Is also this second group of references too much? A couple of hours that we spent on her blog – Chew and Swallow – have convinced us that probably they are appropriate. It doesn’t cost you reading more than two or three of her posts to realize that she is giving equal importance to form and information; and that is fundamental, especially when the artist is dealing with painting. From Leonardo Da Vinci to Lucien Freud, from Vincent Van Gogh to Luc Tuymans, art history has proved that great artists are as interested in the intangible side of their art as they are in the tangible part of it. And all these extraordinary examples make also clear that the two sides have to be perfectly merged, fully integrated.
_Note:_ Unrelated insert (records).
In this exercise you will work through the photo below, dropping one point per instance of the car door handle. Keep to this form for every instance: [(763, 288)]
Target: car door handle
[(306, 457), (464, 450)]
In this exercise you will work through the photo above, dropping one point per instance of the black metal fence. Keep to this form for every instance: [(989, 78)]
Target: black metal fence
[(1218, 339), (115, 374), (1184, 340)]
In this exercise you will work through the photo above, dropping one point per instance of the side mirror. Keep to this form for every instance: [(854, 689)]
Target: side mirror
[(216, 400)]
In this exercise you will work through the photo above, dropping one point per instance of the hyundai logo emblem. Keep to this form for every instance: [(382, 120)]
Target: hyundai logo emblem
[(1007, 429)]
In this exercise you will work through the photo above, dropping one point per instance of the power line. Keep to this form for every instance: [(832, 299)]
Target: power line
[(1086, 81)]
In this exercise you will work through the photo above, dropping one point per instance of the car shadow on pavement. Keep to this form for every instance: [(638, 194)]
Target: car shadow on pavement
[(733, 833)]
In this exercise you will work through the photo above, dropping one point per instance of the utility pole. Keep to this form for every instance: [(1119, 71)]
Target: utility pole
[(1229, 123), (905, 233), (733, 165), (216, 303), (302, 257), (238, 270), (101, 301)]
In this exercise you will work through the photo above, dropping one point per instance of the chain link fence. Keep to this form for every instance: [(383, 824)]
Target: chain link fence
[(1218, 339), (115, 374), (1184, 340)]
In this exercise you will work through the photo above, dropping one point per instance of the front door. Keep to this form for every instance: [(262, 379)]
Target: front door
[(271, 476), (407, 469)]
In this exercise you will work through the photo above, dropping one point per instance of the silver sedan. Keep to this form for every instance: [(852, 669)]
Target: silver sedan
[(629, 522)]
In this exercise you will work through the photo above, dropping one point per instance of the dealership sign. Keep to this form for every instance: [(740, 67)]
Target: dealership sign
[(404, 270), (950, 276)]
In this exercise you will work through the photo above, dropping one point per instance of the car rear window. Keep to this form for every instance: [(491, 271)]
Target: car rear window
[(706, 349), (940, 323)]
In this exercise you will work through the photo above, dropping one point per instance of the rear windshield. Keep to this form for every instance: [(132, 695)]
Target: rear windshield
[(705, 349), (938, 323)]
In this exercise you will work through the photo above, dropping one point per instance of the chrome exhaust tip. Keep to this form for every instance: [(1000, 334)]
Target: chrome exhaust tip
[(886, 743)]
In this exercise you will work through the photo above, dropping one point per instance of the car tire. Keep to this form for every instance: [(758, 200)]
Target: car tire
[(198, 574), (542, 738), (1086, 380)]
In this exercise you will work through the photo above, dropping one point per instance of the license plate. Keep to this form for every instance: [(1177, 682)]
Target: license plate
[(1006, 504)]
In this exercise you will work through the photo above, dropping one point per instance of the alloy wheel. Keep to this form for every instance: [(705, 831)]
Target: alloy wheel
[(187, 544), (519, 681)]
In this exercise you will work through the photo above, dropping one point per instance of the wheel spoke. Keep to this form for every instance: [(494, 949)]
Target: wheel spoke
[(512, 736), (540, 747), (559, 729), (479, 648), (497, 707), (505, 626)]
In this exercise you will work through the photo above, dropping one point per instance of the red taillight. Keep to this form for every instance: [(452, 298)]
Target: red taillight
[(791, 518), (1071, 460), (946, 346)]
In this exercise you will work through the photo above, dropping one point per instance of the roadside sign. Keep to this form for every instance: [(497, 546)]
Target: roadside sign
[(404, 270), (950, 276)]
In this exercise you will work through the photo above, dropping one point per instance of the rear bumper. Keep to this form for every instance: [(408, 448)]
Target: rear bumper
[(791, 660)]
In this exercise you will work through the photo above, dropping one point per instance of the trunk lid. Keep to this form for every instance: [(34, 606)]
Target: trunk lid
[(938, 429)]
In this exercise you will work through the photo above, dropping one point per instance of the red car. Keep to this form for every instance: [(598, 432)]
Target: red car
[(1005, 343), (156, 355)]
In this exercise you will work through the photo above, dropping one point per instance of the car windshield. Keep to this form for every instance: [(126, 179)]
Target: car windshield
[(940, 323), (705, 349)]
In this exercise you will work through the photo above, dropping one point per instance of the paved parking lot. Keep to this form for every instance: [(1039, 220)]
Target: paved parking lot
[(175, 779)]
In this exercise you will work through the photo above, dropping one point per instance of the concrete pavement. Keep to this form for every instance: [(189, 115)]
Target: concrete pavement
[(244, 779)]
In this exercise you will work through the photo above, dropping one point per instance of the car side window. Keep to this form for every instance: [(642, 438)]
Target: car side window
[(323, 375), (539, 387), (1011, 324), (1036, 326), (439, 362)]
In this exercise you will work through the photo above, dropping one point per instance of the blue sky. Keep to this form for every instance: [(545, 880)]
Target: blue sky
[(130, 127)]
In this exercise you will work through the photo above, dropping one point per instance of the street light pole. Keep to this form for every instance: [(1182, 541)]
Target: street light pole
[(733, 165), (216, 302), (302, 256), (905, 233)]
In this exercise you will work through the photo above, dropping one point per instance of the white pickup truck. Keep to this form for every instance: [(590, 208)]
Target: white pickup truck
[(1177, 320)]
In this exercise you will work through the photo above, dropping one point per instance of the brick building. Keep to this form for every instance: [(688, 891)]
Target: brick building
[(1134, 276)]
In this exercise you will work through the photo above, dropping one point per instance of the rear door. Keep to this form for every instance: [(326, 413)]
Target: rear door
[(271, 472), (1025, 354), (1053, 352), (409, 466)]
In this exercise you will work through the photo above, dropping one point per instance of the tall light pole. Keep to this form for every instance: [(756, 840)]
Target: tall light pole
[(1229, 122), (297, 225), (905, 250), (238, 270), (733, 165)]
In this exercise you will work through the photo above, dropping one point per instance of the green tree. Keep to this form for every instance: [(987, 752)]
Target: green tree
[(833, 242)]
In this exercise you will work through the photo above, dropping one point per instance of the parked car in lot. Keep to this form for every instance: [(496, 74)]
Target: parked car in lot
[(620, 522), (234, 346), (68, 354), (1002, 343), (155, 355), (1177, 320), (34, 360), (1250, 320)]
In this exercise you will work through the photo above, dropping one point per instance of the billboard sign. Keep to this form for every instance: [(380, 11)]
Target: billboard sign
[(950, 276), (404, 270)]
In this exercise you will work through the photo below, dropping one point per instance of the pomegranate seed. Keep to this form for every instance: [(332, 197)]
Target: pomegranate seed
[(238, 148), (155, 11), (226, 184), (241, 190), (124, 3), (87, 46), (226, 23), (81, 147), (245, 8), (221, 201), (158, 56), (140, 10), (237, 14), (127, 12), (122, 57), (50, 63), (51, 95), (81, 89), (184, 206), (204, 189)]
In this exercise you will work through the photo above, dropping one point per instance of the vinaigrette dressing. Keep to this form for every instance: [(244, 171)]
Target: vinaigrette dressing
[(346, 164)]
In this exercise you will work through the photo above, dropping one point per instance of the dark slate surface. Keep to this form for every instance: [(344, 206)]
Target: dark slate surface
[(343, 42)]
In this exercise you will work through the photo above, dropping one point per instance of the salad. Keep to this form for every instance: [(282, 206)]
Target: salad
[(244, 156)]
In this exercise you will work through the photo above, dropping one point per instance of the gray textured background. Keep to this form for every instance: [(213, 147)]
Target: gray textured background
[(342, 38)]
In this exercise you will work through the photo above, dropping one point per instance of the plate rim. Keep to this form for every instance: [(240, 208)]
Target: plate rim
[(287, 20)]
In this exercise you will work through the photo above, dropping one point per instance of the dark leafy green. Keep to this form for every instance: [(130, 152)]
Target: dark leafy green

By reading Wood’s writings you will learn how the fragmented system of symbols, characters and events she is generating with words is fully committed to her painting expressiveness and fondness for close ups (eyes, mirrors, shells, fan, hands). Of course she is neither the first artist nor the only one in the history doing it. But we think that she is taking all the risks an artist is required to take for succeeding; as in the case, for instance, of the nice Sphinx painted on red velvet that we saw at Liste Basel last June. Those who don’t make mistakes will never improve.
The last encounter with Issy Wood took place a couple of weeks ago in Copenhagen, where we attended Chart and the second edition of Code Art Fair. While visiting this latter we saw three more pieces by Issy and Carlos/Ishikaw’s director confirmed that next November she will have her first solo show at the gallery. We would like to wish her all the best.